Yes, Andreeva has lofty aims. Asked to define what her dreams are in her sport, she mentioned that Novak Djokovic has 22 Grand Slam titles.
“So I want to go,” Andreeva said, “until 25.”
Her favorite tennis players amount to a three-way tie among Roger Federer (“He’s always been my No. 1″), Rafael Nadal (”I don’t know why, but in my head, everything turned” when Nadal won his 14th championship at Roland Garros last year), and Djokovic (“I don’t want to offend Novak”).
In the match before Andreeva vs. Parry at Court Simonne Mathieu, another qualifier made it to the third round when Kayla Day, a Californian ranked 138th, knocked out No. 20 Madison Keys, 6-2, 4-6, 6-4. Keys, the runner-up at the 2017 US Open and a semifinalist at the 2018 French Open, made 74 unforced errors, 51 more than Day.

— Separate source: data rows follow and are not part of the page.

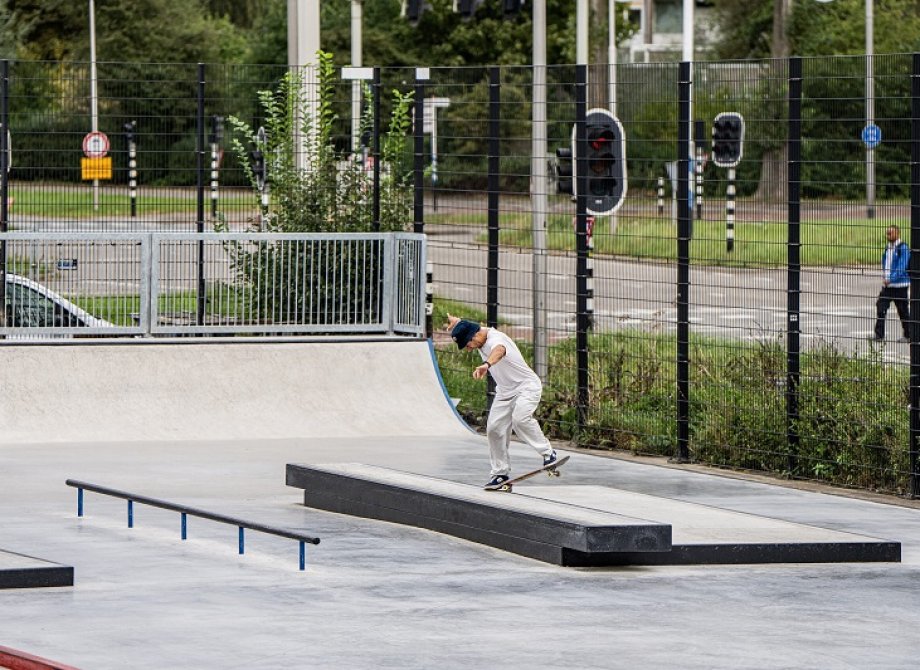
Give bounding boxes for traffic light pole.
[675,61,693,463]
[0,60,10,326]
[195,63,205,326]
[486,67,501,409]
[786,57,802,473]
[575,65,590,435]
[907,53,920,498]
[530,0,547,381]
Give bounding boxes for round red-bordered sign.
[83,130,109,158]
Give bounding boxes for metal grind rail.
[65,479,319,570]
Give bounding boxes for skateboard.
[485,454,569,493]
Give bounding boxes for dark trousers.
[875,286,910,340]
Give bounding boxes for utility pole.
[530,0,547,381]
[287,0,320,169]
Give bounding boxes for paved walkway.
[0,344,920,670]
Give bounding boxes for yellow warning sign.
[80,156,112,180]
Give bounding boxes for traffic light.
[576,108,626,216]
[208,114,224,144]
[249,149,265,191]
[454,0,483,21]
[122,121,137,144]
[553,147,575,193]
[401,0,431,26]
[712,112,744,167]
[504,0,524,19]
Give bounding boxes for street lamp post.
[89,0,99,211]
[866,0,875,219]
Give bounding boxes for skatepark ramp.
[287,468,901,567]
[0,338,471,447]
[287,463,671,565]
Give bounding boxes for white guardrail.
[0,233,426,339]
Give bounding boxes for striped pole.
[425,263,434,337]
[585,216,597,329]
[658,177,664,216]
[693,143,703,221]
[211,142,219,219]
[128,141,137,217]
[725,168,735,251]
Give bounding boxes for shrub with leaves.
[218,52,413,325]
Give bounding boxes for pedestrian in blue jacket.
[873,226,910,342]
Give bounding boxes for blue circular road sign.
[862,124,882,149]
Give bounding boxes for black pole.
[786,57,802,473]
[413,74,425,233]
[371,67,380,233]
[693,119,706,220]
[676,61,693,463]
[908,53,920,498]
[486,67,501,408]
[0,60,11,326]
[412,77,434,337]
[208,114,224,219]
[195,63,207,326]
[576,65,590,440]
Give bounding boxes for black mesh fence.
[3,55,920,496]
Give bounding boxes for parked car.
[5,274,114,328]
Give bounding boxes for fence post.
[380,233,399,335]
[693,120,706,221]
[195,63,207,326]
[725,168,735,252]
[412,68,431,236]
[786,57,802,472]
[0,60,10,326]
[675,61,693,463]
[486,67,502,408]
[371,66,380,233]
[575,65,590,441]
[908,53,920,498]
[412,68,434,337]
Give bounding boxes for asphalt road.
[429,235,909,362]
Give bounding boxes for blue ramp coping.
[286,463,671,566]
[0,549,73,589]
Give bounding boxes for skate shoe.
[484,475,511,491]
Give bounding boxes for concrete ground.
[0,345,920,670]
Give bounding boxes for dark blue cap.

Day, 23, is playing in a major tournament for the first time since 2017 after a litany of injuries — she listed a torn thigh muscle, a fractured foot, torn hip labrums, and a bout with mononucleosis.
“Every time I tried coming back,” Day said, “it just felt like something else would happen.”
The exits by seeded women continued with Bernarda Pera defeating No. 22 Donna Vekic, 3-6, 6-4, 6-3, although No. 1 Iga Swiatek, No. 4 Elena Rybakina, and No. 7 Ons Jabeur advanced in straight sets.
The men’s bracket saw the departure of No. 8 Jannik Sinner with a wild 6-7 (0-7), 7-6 (9-7), 1-6, 7-6 (7-4), 7-5 loss across nearly 5½ hours against 79th-ranked Daniel Altmaier, and No. 18 Alex de Minaur was eliminated by Tomas Martin Etcheverry, 6-3, 7-6 (7-2), 6-3.
No. 4 Casper Ruud, No. 12 Frances Tiafoe, and No. 15 Borna Coric won.
Sinner held two match points while serving for the victory at 5-4 in the fourth set but couldn’t convert either. Altmaier came all the way back to end things with an ace on his fifth match point.
“I don’t know if you can call it a historical match,” Altmaier said as he wiped away tears, “but I think it was one to remember.”